Aso also said that Japan is unlikely to face criticism from other countries this time about the yen’s weakness that boosts the competitive advantage of its exports. Prime Minister Abe’s aggressive fiscal policies have given Japan’s export-based economy a boost at the start of the year, but industry experts are now looking for sustainable growth for Japan’s chronically sluggish economy. “Japan has launched fiscal and monetary stimulus to pull out of deflation. The yen’s weakness was only a side-effect of that ultimate goal of beating deflation,” Aso said in a news conference after a regular cabinet meeting. Japan is eager to remain in good standing with the G20, and previously, Japan has pledged that it will make efforts to rein in its ballooning public debt which, at this point, is double the size of its US$5 trillion economy – the biggest debt among industrialized nations. The sales tax hike is one of Japan’s strategies to rein in the debt.

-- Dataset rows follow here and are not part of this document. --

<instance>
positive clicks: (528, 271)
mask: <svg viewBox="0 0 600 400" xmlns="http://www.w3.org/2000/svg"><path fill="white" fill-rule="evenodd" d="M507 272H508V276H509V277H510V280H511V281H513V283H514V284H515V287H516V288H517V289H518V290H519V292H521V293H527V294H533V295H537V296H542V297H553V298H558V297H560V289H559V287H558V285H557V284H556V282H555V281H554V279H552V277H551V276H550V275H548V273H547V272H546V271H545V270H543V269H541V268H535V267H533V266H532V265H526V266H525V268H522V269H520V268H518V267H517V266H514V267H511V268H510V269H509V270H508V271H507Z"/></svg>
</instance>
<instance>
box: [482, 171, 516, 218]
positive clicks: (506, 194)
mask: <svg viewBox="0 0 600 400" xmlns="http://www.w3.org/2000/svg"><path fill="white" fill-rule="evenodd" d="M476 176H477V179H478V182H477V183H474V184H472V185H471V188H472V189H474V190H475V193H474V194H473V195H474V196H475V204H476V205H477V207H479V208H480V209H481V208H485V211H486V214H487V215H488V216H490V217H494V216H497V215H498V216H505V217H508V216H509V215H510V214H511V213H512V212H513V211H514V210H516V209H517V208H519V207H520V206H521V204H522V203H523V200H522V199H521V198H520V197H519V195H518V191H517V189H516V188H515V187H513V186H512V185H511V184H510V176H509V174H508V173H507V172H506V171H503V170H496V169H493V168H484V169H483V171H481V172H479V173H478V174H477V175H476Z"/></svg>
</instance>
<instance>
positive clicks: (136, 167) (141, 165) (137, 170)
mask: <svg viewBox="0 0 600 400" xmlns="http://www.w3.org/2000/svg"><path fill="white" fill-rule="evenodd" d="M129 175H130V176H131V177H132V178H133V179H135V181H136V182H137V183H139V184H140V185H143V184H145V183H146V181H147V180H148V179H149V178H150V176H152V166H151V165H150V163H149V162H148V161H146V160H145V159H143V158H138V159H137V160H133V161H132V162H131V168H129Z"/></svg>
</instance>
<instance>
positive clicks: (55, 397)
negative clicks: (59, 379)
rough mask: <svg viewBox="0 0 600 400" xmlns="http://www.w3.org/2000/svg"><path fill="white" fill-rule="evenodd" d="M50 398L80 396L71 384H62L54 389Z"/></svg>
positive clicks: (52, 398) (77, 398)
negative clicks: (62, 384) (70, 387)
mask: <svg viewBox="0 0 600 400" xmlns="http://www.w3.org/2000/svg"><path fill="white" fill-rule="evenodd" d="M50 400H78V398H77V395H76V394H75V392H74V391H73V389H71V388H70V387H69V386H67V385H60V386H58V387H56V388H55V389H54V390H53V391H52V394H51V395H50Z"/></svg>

Abe is still scheduled to make his final decision on the tax hike by early October, but it is already seen by most in the government as crucial in fixing Japan’s burgeoning debt. There are critics of the tax hike plan as well, and they have called for delaying or watering down the tax hike, fearing that it will decimate what small momentum the initial growth from “Abenomics” has brought to the economy. “Japan’s basic stance is to raise the tax,” said Aso who, as finance minister, has consistently called for the need to raise the sales tax given Japan’s dire fiscal state. Unless Prime Minister Abe vetoes the increase, Japan’s sales tax will be raised to 8 percent in April from the current 5 percent. Stage two will be to increase the 8 percent to 10 percent in October 2015.